By the late sixteenth century, however, Chaucer’s language was regarded as either intriguingly archaic or hopelessly obsolete, requiring a growing panoply of glossing and commentary to render it legible to all but antiquarians. Larger cultural forces will always be more influential than the work of one writer.
Chaucer’s primacy is bolstered by the fact that his language still seems at least recognizable to modern readers, though this familiarity is a result of the happy accident that the Southeast Midlands dialect spoken by Chaucer was the same language as that of the court’s administration. The stability of London as the capital city meant that modern English has most in common with this dialect of Middle English, rendering Chaucer’s language relatively familiar. The language of the Gawain poet, by contrast, seems far more alien, with different dialectal inflectional forms and a far more specialized and regional vocabulary. Chaucer’s own consciousness of dialect variation (in the Reeve’s Tale) and differences in regional poetic styles (in the Parson’s Prologue) play no small part in this sense that his language represents a kind of “norm” for English.

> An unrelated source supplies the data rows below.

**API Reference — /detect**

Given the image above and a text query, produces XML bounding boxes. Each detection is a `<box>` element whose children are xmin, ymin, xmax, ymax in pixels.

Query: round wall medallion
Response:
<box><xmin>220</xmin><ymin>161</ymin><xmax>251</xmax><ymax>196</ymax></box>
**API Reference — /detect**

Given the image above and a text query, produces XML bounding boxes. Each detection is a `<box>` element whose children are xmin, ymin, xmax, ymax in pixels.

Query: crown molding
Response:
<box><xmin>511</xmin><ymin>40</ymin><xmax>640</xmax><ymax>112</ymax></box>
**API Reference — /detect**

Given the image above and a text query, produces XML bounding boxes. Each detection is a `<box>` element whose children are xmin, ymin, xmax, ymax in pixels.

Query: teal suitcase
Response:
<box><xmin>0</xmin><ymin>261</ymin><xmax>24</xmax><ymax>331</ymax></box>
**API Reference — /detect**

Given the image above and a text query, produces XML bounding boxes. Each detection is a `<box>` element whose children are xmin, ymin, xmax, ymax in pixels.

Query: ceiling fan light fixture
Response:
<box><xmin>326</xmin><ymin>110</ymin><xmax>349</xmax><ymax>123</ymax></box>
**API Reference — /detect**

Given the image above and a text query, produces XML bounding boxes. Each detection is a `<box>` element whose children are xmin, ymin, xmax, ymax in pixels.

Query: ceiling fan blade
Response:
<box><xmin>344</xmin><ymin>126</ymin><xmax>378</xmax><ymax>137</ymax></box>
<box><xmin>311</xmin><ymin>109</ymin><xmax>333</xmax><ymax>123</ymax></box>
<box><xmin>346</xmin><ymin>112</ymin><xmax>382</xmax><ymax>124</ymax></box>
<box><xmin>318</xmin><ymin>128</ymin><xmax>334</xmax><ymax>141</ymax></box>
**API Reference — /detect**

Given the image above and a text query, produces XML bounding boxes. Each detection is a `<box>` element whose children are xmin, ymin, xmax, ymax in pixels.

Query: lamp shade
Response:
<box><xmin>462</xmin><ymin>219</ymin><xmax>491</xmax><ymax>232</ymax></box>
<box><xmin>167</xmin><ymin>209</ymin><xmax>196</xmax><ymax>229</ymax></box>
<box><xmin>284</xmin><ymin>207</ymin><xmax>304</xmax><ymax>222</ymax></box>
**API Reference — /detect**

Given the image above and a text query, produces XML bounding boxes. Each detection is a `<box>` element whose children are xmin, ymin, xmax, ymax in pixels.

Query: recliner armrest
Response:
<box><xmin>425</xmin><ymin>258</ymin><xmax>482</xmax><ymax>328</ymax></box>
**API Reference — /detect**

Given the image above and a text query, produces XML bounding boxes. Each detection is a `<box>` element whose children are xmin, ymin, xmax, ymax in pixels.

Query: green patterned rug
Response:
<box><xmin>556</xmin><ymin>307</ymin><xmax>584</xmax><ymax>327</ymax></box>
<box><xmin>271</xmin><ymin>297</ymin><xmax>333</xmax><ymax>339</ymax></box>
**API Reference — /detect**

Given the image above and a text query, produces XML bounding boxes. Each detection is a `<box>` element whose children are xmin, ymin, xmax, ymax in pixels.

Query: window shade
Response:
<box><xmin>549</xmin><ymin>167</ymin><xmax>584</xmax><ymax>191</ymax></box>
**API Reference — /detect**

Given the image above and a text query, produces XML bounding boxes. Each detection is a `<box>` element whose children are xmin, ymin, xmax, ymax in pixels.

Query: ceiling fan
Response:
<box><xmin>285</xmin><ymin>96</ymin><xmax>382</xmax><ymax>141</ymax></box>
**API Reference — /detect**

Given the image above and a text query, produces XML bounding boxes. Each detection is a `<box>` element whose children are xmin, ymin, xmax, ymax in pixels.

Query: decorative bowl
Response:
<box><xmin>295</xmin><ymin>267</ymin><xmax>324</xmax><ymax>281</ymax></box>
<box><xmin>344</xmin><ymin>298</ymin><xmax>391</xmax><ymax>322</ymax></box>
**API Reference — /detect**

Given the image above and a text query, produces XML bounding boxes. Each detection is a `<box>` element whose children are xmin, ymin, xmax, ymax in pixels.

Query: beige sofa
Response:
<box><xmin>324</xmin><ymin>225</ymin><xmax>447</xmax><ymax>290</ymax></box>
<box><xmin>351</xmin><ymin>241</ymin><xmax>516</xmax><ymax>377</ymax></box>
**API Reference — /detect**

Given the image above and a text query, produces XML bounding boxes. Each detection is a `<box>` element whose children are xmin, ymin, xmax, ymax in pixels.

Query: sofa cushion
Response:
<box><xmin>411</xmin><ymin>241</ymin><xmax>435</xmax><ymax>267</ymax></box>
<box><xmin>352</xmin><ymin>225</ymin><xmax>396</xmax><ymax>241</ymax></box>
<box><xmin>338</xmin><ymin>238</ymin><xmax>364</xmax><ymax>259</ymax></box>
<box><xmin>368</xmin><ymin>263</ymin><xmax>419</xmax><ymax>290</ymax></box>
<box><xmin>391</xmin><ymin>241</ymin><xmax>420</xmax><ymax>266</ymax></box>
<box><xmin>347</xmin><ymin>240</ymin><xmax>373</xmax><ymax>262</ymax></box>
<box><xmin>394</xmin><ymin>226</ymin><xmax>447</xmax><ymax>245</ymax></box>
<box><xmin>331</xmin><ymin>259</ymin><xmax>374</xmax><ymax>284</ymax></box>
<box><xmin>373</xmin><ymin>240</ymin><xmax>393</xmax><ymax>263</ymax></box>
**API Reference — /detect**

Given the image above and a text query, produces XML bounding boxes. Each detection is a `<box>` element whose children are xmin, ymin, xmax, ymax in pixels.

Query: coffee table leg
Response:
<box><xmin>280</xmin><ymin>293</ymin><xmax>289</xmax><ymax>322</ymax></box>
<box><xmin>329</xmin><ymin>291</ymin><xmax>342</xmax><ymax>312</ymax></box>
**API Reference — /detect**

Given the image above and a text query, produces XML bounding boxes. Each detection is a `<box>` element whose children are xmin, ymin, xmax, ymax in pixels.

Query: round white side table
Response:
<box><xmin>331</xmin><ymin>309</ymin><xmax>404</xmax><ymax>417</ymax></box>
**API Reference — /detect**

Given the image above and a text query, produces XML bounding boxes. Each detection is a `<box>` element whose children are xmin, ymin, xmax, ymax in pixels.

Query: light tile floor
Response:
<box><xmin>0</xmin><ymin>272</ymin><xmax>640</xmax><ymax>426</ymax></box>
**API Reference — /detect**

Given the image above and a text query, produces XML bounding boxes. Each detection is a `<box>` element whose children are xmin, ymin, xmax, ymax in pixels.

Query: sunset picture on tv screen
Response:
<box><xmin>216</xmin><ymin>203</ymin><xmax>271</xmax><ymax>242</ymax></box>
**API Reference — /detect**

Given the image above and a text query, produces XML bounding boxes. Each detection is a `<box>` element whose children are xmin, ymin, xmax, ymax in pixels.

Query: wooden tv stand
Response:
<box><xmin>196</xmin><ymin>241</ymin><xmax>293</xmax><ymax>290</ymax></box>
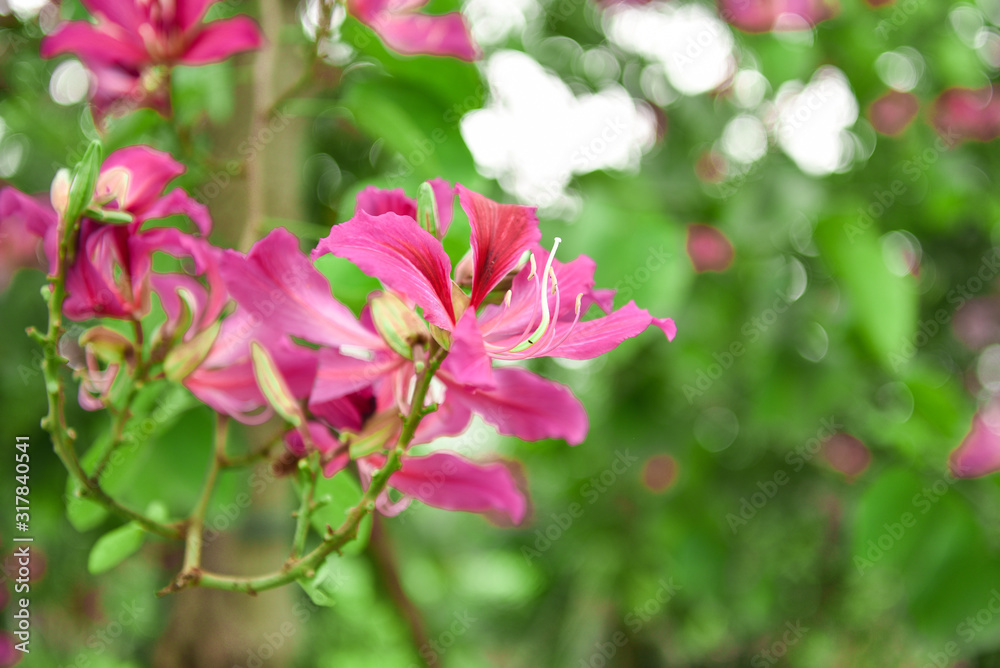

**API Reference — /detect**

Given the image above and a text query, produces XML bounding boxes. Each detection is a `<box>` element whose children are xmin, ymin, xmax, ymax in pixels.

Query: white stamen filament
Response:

Nevertheless, Simon Horobin advises us not to make too many assumptions about the similarities and continuities between Chaucer’s language and our own: in syntax, semantics and vocabulary there are still many important structural differences.8 On the question of whether Chaucer invented poetic language in English, he did introduce a number of new words (according to J.D. Burnley, Chaucer’s vocabulary was approximately twice as large as Gower’s),9 though Horobin advises caution here, too: “it is important that we do not treat all French words used by Chaucer as of equivalent status.”10 For example, one of Chaucer’s linguistic traits involved moving words from legal or political discourse into other contexts, so while the word may not be “new,” it appears so in this unfamiliar setting. This is particularly the case in what is termed Chaucer’s “high style,” which is characterized by words that stand out stylistically and draw attention to themselves.11
This is one of the areas in which Chaucer’s poetic language was more distinctive, and indeed when his successors praised his innovations, it was often in terms of this more elevated, “laureate” and adorned style, though now we would prefer to praise the subtle and fluid movements between different styles in his work.
Recent work on the linguistic context of fourteenth‐century England also emphasizes its multicultural nature, and many of these words would still have been experienced as borrowings. For Butterfield, for example, there were two vernacular languages in late medieval England: English and French. She also reminds us of the distinction between continental French and Anglo‐French,12 which was still the dominant language of the English court in the fourteenth century. There is only limited evidence to suggest that the Ricardian court embraced this new English poetic tradition; and indeed, Christopher Cannon suggests that in Chaucer’s time, “the use of English in literature remained rebellious, even if not politically charged,” through its associations with the Wycliffite movement promoting English religious literacy, and the use of English in some political and legal contexts.13 Moreover, it has been suggested that poetry in English was really taken up in even a semi‐official way only by the Lancastrians under Henry IV, and more particularly by Henry V, well after the death of Chaucer in 1400.14
We can confidently “bust” this myth, then. Chaucer was far from the first English poet, and while his own poetic followers were quick to applaud and praise his originality, his apparent primacy in this regard is the effect of much larger historical forces and critical desires.